“Star Wars: The Force Awakens” has awakened filmgoers at the box office, becoming the highest grossing film of all time in North America. Nearly 40 years after the original release of “Star Wars” in 1977, the space opera franchise is still going strong.
The man who started it all, George Lucas, isn’t involved with developing the series anymore, but his impact is still felt in the new installments and throughout Hollywood. “Star Wars” established the mold for modern blockbusters — energetic performances, epic stories and revolutionary special effects.
But before Lucas became a big name in Hollywood, he started out with smaller pictures that relied more on dialogue and character than action and spectacle. The Daily Texan recommends checking out these original Lucas films to see the filmmaker begin to hone his craft.
THX 1138 (1971)
“THX 1138” is a science-fiction picture about a city where people take drugs that suppress sexual activity and enable them to undertake life-threatening jobs. After failing to take his prescribed drugs, factory worker THX 1138 (Robert Duvall) sleeps with his roommate, LUH 3417 (Maggie McOmie).

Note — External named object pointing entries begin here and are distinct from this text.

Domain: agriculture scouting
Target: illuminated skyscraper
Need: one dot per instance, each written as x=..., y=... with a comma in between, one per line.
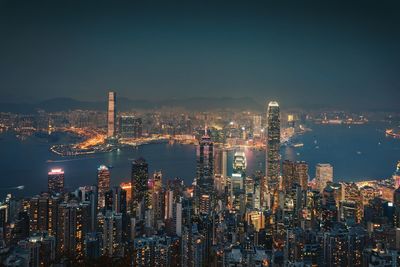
x=323, y=175
x=273, y=145
x=130, y=127
x=257, y=125
x=205, y=168
x=111, y=116
x=301, y=174
x=103, y=184
x=396, y=176
x=294, y=173
x=139, y=181
x=55, y=181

At work, THX’s disobedience is discovered, and he has no choice but to escape the city alongside fellow criminals SRT 5752 (Don Pedro Colley) and SEN 5241 (Donald Pleasance).
Lucas’ bleak vision of the future disturbs and entrances with its minimalistic set design and off-putting, oppressive atmosphere. The cast captures the horror of life in this dystopian world, and for Lucas, “THX 1138” marks the beginning of a long and impressive career.
American Graffiti (1973)
“American Graffiti” is a heartfelt look at car culture, based on Lucas’s own experiences in 1960s Modesto, California. It takes place over the course of a single night, chronicling the last hurrah of high school graduates Curt (Richard Dreyfuss), Steve (Ron Howard), John (Paul Le Mat) and “Toad” (Charles Martin Smith) before they head off to adulthood. They contend with romance, insecurity and growing up in side-by-side plot threads which eventually converge in a climactic drag race between John and his nemesis, Bob Falfa, played by a then-unknown Harrison Ford.
With “Graffiti,” Lucas demonstrates his ability to empathize with adolescents and connect with younger filmgoers. Out of his entire filmography, this is his most real, most human picture. The dialogue is engaging and lively, and the setting is marvelously depicted. “American Graffiti” is also worth checking out as a piece of film history — it was a major stepping stone in the careers of Dreyfuss, Howard, Ford and Lucas himself.